Depending on the issue, this can mean:
fixing a bug immediately, but leaving the code of A in master
disabling the functionality added by A (by deactivating a feature entry point, maybe by utilizing a "feature toggle"), until the issues can be fixed, but still leaving the related code in master
adding changes to the code which effectively remove the code changes of A from the master - but in a manner this does not interfer with later changes like B
The third bullet point can often, but not necessarily, mean to let the developer (and not the QA team by some magic automatism) use the SCCS and revert the code changes of A. If this rollback shows no collision with B, fine, if there is a collision, there might be some manual work involved (comparable to the manual work when A and B were integrated one after another).

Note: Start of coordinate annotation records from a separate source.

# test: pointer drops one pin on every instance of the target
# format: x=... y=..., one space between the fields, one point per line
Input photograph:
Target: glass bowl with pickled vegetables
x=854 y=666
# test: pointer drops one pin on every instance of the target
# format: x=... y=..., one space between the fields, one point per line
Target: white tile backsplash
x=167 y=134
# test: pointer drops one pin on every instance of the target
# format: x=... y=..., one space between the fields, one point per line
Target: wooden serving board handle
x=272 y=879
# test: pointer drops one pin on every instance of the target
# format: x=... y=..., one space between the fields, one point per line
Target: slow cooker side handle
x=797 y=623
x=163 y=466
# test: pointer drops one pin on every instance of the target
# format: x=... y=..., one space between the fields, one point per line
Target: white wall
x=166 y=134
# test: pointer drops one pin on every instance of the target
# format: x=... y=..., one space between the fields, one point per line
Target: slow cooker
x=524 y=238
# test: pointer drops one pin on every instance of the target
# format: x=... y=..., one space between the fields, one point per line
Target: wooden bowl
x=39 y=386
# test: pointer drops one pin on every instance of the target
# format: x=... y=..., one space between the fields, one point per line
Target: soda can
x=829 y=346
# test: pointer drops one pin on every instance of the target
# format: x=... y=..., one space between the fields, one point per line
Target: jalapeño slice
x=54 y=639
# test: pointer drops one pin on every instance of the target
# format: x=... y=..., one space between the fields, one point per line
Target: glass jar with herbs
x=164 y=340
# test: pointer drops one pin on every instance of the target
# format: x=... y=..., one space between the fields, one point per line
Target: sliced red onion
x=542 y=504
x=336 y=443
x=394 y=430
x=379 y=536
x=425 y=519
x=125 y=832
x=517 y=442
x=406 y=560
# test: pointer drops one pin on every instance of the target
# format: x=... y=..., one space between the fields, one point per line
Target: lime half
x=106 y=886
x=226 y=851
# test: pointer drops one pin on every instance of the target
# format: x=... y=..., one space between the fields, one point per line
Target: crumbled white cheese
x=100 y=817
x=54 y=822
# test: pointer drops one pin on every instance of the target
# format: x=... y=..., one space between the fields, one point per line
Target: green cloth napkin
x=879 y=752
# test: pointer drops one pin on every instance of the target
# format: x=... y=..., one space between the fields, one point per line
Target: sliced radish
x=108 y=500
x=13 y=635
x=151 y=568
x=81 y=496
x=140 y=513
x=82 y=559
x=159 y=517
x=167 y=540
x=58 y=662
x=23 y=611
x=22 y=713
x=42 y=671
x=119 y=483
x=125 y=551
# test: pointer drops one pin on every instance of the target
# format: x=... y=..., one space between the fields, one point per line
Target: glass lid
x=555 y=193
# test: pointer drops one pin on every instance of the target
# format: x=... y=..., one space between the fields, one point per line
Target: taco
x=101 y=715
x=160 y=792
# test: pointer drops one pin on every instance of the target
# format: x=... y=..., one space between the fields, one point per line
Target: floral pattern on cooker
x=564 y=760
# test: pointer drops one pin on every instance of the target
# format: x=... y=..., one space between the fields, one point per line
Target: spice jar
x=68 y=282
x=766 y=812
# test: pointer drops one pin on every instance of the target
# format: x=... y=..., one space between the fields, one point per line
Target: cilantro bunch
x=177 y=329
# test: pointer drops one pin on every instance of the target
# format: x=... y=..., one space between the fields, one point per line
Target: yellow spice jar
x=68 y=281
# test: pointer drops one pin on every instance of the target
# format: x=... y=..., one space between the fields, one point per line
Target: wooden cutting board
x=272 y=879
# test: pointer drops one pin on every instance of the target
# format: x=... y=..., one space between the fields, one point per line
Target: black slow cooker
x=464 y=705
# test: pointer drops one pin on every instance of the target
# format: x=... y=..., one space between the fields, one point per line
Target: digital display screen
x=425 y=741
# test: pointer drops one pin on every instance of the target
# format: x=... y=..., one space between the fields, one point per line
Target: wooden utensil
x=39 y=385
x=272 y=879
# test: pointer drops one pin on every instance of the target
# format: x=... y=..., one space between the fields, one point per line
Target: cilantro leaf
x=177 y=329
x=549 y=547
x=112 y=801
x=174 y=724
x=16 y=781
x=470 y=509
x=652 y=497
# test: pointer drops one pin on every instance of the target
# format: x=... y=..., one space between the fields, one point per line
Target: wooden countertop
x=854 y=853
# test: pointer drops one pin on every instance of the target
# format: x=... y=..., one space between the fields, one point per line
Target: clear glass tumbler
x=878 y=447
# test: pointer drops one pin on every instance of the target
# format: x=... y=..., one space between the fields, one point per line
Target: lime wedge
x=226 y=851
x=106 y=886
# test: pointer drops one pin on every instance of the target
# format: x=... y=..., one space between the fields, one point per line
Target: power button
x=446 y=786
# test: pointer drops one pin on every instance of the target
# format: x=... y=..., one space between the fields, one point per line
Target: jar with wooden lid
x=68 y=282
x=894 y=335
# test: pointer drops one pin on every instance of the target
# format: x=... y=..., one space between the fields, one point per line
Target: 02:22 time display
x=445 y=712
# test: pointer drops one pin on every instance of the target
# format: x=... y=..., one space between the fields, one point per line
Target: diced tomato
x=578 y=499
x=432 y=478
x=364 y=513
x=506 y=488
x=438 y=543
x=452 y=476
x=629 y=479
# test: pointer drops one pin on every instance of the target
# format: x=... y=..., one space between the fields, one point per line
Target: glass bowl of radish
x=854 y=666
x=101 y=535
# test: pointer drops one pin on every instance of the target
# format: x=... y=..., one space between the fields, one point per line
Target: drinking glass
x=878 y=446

And yes, picking the right strategy is a manual decision, and it will involve some time and manual work - this is not a fully "automated way", but it does also not need "complex manual intervention" every time it happens. In reality, the range of an issue fix or rollback goes from "trivial" to "complex". When aiming for continous delivery, however, one should strive to have the trivial rollbacks happen much more frequently than the complex ones.

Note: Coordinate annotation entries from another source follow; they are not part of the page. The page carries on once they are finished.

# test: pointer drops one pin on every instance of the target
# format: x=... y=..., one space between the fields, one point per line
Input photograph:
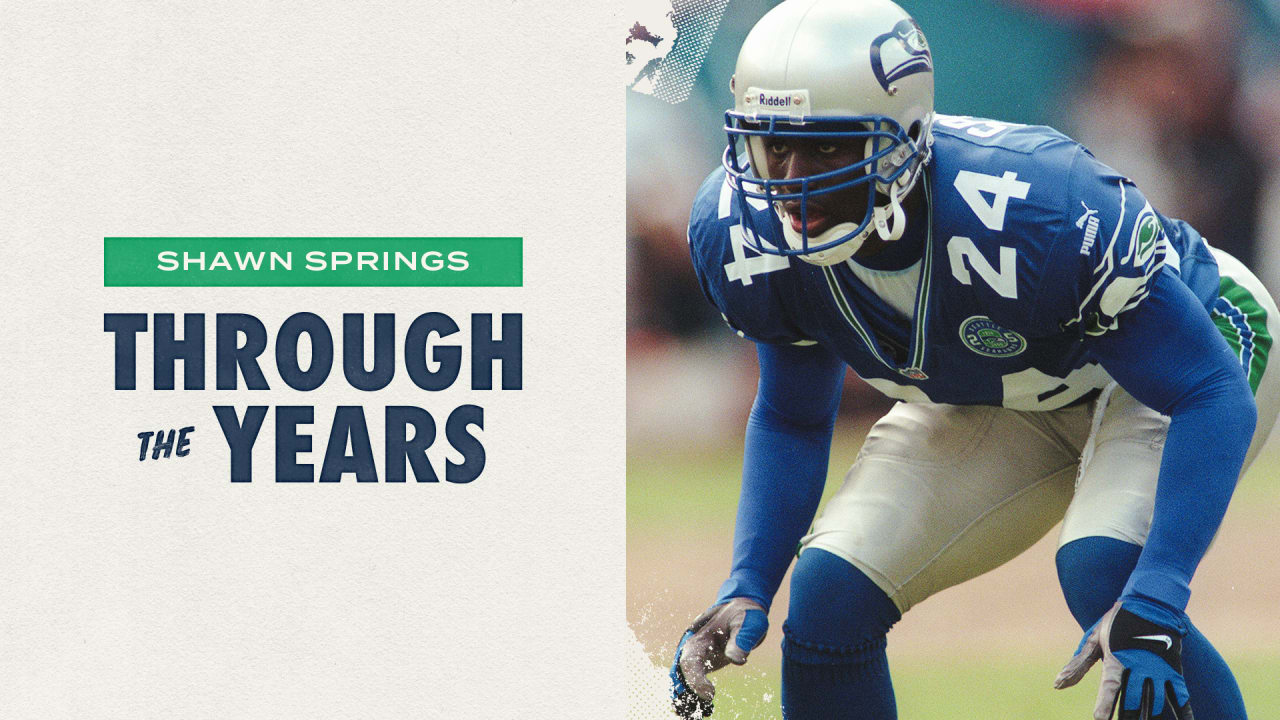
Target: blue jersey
x=1032 y=246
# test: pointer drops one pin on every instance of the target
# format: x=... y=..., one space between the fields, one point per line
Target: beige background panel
x=160 y=589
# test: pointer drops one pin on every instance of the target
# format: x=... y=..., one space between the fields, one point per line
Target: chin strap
x=882 y=214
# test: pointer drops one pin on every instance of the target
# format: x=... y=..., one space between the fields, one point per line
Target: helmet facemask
x=891 y=162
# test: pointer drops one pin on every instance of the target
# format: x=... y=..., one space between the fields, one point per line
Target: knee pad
x=1092 y=573
x=837 y=615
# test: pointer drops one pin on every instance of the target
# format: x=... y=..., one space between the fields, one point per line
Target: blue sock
x=1093 y=572
x=833 y=662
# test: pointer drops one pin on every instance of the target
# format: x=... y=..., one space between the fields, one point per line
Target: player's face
x=791 y=158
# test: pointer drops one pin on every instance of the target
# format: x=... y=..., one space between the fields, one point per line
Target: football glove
x=1139 y=645
x=725 y=633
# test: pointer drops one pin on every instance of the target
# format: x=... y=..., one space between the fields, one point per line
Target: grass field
x=988 y=648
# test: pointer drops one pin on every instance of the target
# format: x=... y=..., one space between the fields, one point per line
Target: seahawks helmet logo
x=899 y=53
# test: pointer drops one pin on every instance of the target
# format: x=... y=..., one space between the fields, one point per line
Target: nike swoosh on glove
x=1139 y=645
x=725 y=633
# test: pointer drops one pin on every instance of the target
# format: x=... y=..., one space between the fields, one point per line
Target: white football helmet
x=836 y=69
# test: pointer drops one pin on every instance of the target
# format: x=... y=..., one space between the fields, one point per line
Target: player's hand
x=1141 y=650
x=726 y=633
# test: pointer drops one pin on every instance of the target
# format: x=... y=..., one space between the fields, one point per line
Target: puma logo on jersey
x=1089 y=222
x=1166 y=639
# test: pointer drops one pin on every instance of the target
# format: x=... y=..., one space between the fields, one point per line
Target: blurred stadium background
x=1180 y=95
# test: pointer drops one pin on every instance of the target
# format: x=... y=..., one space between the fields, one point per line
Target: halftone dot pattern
x=648 y=684
x=695 y=24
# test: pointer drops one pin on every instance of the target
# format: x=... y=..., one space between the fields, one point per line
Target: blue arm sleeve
x=785 y=464
x=1171 y=356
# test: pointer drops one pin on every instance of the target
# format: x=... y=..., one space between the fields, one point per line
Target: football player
x=1061 y=351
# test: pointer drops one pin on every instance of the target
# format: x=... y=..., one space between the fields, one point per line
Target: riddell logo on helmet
x=777 y=101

The best approach for this is probably to pick features for parallel development in a way it makes it unlikely they need to touch the same part of the code base. Furthermore, there should be as many automated tests as possible. So the devs can run these tests during feature development before their code reaches "master". That should prevent frequent show-stoppers during QA.
Now, let us apply these recommendations to your scenario:
But why not? When A and B were eligible for parallel development, they should be mostly independent from each other and so eligible for independent testing, which means B can in most cases be tested even if the issues with A are not fixed. Lets say QA reports a serious bug from A which was missed by the automated tests. The fact the automated tests did not fail should mean at least the application should not be completely unusable, so they can start with the tests of B. They know master cannot be delivered to production as long as the issue with A is not fixed, but during the test of B, there should be enough time to fix or rollback A in the one of the 3 ways I mentioned above.
Of course, one has to make a decision what the quickest way is to remove the issue with A and make the code "production-ready" again. So when the test of B is done, a fix for the issue with A should be already available (or at least soon), so QA can approve that the issue is gone now (either with the functionality from A now or not).
Looking at the timeline, after each test cycle your "master" can switch between two main states: either it has "known defects", or there are "no known defects any more". Whenever it reaches the state "no known defects", you can deploy to production. To make continous deployment work, one has to plan the feature slices in a way the state "no known defects any more" is reached as frequent as possible. The key here is to
make the individual feature slices like "A" and "B" from above as small as possible
pick feature slices for parallel development as independent as possible
plan for reverting or disabling a feature slice in a very quick and smooth way in case it contains a bug which prevents the delivery to production
In a bigger team (maybe a dozen or more developers), when you notice you reach the state "no known defects" too seldom because of the constant checkins to master, you can also consider to use an additional "pre-production" (or "staging") branch where only features are integrated which were approved by QA on the master branch. However, this does not come for free, you need another person doing the integrations on "pre-production", another QA step on "pre-production" to check the integrations itself did not introduce a bug, and additional administrative overhead for managing the pre-production environment.